Monday, June 03, 2013

Ravenous monsters of the deep have woken

The tax leviathan is always hungry, but now it is deep in debt its appetite for taxes has reached a fever pitch in almost every developed economy.

As politicians have found that the imposition of higher taxes has not been raising as much revenue as expected, they have turned their attention to arresting any drain of financial and economic resources to low-taxing jurisdictions.

Some of these efforts are being co-ordinated through the Paris-based Organisation for Economic Co-operation and Development, which, on behalf of advanced-country member states, has been promoting an international tax harmonisation agenda.

A notable aspect of the OECD's efforts has been identifying so-called tax havens, that is jurisdictions that impose low or no income taxes in efforts to attract foreign capital, and exerting pressure on them to disclose which individuals and corporations hold assets in their territories.

Several such jurisdictions have succumbed to threats of prospective financial and other sanctions, by signing multilateral or bilateral agreements with high-taxing countries over the exchange of personal and financial information.

Recently Australia announced a revised tax treaty with an OECD country ironically seen by many as a tax haven, Switzerland, and in so doing hopes that breaking down Swiss financial privacy provisions will rake in more Australian revenues to help fill a substantial budget deficit.

The persecution of tax havens by the OECD and its members represents only one link in a chain of efforts by governments to discourage individuals and companies from availing themselves of the full benefits of tax competition.

Multinational corporations have been especially targeted by national tax authorities seeking to identify what they label as ''aggressive tax planning'' aimed at reducing effective tax liabilities in high-taxing economies.

In egregious subversions of the rule of law, governments have paraded companies, such as Apple and Google, in front of parliamentary ''star chamber'' inquiries to compel them to explain their global corporate tax payments, despite a lack of evidence suggesting such companies are engaging in illegal tax-evasion.

Watchdogs and investigation units, such as Project Wickenby in Australia, have also been set up to endlessly hound selected high-wealth individuals, such as Paul Hogan, about their international financial dealings and tax payments.

Official campaigns against tax competitiveness have been complemented by arguments from certain academics, think tanks and media commentators blaming the present parlous state of Western public-sector budgets on past reductions in the tax burden.

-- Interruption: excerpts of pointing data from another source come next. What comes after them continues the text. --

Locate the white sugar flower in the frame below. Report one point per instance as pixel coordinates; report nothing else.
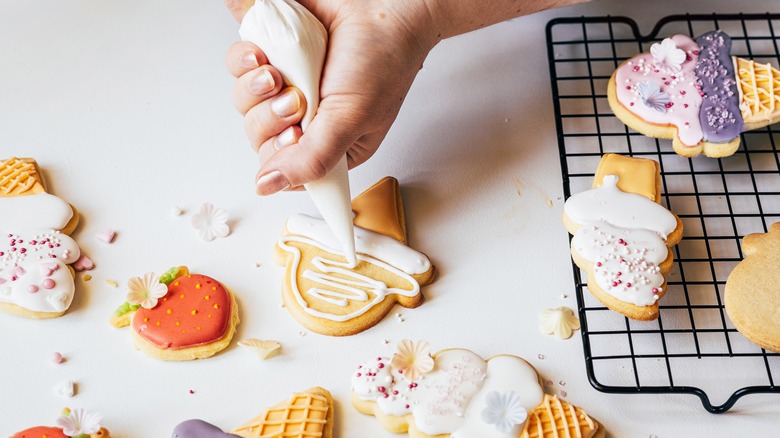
(504, 411)
(80, 422)
(653, 97)
(145, 290)
(211, 222)
(666, 54)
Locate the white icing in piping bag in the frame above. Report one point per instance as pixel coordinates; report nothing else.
(295, 43)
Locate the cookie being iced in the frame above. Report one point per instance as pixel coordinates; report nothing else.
(696, 94)
(622, 235)
(752, 296)
(327, 295)
(306, 414)
(455, 393)
(178, 316)
(36, 280)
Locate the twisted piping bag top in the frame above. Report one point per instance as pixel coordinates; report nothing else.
(295, 42)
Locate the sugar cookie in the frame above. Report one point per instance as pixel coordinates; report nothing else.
(696, 94)
(328, 296)
(178, 316)
(456, 394)
(752, 296)
(36, 280)
(622, 235)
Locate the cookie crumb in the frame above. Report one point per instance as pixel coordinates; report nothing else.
(106, 236)
(57, 357)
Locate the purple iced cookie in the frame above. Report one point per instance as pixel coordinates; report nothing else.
(199, 429)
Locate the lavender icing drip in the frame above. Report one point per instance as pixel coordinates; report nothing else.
(199, 429)
(720, 116)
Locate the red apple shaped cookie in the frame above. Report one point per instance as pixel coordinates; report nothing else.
(179, 316)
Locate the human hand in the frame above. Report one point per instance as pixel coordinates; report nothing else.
(373, 57)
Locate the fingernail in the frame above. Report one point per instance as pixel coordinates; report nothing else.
(249, 60)
(286, 138)
(271, 183)
(262, 83)
(287, 104)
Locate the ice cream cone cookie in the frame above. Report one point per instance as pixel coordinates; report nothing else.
(456, 393)
(622, 235)
(325, 294)
(752, 296)
(77, 423)
(307, 414)
(36, 279)
(178, 316)
(695, 93)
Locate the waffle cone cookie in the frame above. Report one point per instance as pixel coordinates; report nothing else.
(455, 393)
(178, 316)
(623, 237)
(752, 296)
(695, 94)
(328, 296)
(36, 279)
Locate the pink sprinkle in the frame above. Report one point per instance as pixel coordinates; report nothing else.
(83, 264)
(57, 358)
(106, 236)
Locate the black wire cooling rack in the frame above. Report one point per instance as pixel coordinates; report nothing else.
(692, 348)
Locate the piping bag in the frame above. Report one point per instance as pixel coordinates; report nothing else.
(295, 42)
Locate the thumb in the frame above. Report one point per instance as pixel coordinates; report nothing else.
(327, 139)
(239, 7)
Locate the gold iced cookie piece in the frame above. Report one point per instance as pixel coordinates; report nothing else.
(307, 414)
(752, 296)
(328, 296)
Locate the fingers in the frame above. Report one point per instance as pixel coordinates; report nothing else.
(270, 117)
(256, 86)
(239, 7)
(309, 159)
(243, 57)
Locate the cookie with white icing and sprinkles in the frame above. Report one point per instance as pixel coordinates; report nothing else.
(696, 94)
(178, 316)
(752, 296)
(36, 253)
(456, 393)
(623, 236)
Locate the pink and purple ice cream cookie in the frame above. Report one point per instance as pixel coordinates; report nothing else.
(696, 94)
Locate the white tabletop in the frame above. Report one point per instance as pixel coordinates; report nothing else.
(126, 106)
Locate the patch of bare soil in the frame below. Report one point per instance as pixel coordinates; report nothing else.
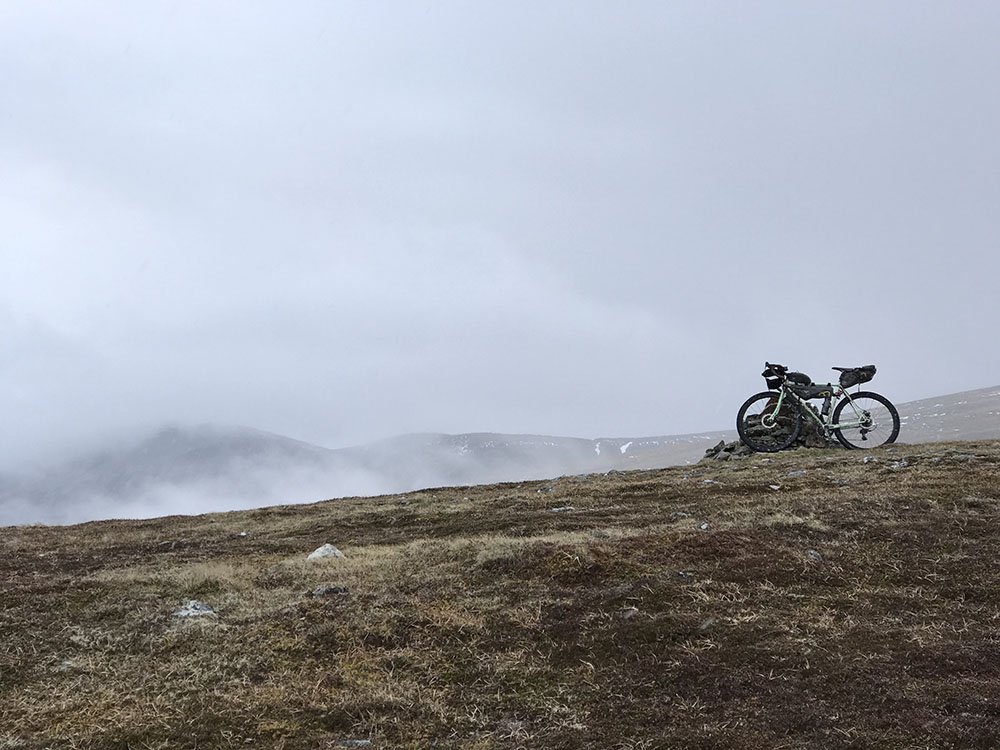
(812, 599)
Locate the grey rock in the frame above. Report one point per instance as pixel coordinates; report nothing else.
(194, 608)
(327, 550)
(328, 589)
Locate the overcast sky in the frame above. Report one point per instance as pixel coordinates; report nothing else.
(342, 221)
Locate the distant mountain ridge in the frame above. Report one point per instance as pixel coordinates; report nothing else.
(208, 468)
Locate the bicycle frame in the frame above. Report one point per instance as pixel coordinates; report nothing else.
(825, 418)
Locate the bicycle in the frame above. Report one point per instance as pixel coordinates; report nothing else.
(771, 421)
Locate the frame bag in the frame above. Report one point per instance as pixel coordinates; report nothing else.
(857, 376)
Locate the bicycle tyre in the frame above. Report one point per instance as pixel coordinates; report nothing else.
(880, 409)
(761, 437)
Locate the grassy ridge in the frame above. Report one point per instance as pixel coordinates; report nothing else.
(808, 599)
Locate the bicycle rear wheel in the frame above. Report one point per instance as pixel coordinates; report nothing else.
(868, 420)
(764, 427)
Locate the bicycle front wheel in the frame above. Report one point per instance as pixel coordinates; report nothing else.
(867, 420)
(765, 427)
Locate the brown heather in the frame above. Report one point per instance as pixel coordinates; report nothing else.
(856, 606)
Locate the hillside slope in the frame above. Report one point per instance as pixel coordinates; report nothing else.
(814, 599)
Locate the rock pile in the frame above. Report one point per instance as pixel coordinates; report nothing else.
(810, 436)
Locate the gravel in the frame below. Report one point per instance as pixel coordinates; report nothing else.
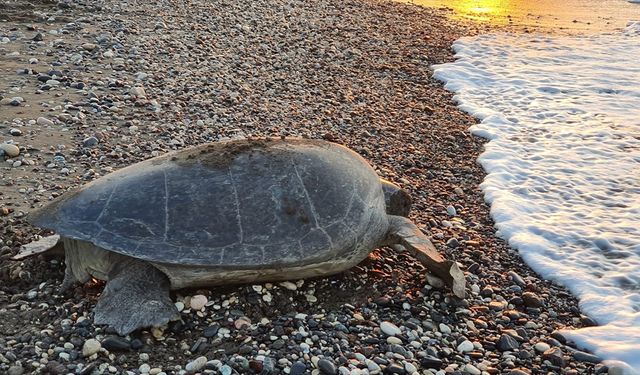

In Australia, the Parliamentary Budget Office last week released a study suggesting that the federal structural budget surplus had been declining since the mid-2000s on the back of income tax cuts pursued by the Howard and Rudd governments.

The Green-affiliated Australia Institute recently claimed that the federal budget would be in surplus today if John Howard had not instigated tax reductions, while Treasurer Wayne Swan lamented he might have achieved budget surpluses if the ratio of taxation to GDP were higher today.

These perspectives not only serve to deflect attention away from the more important contribution of expenditure increases, such as growth in welfare payments, to a deteriorating budget, but ignore that the past tax cuts barely compensated, if at all, for ''bracket creep'' pushing taxpayers into higher tax brackets.

Recent attacks on tax havens, financial and economic mobility by individuals and corporations, and the legacy of previous tax cuts, which all feed into a policy climate of aversion to tax competition, are of great concern on civil and economic liberty grounds.

Tax havens and other low-taxing jurisdictions serve an important role in restraining the worst fiscal excesses of high-taxing jurisdictions elsewhere, not least because people and companies can move their financial and other assets to hedge against fiscal exploitation or public-sector inefficiency.

Financial privacy helps secure people's confidential information from the tax leviathan and criminal elements alike, and, as US economist Daniel Mitchell notes, allows ethnic, religious and other minorities in unfree countries to avoid the threat of expropriation through oppressive tax arrangements.

Tax competition among advanced countries over the past three decades, including a reduction in the top Australia marginal income tax rate from 62 per cent in 1980 to 45 per cent today, played a crucial role in facilitating global economic growth by promoting entrepreneurship, increasing investment and enhancing labour supplies.

Retreating from further international tax competition eliminates the discipline required of politicians to reduce public-sector expenditures as part of their budgetary rescue operations.

The belief that more revenues can be procured, by violating financial privacy or dragging major companies to political show trials, also deprives advanced countries of the growth opportunities they themselves could attain by joining the global low-tax club.

Everyone, from the humble labourer to the wealthy corporate chief executive, has an interest in tax competition and to resist calls for higher taxes, especially when the hunger pangs of overspending, heavily indebted national tax leviathans are heard in unison.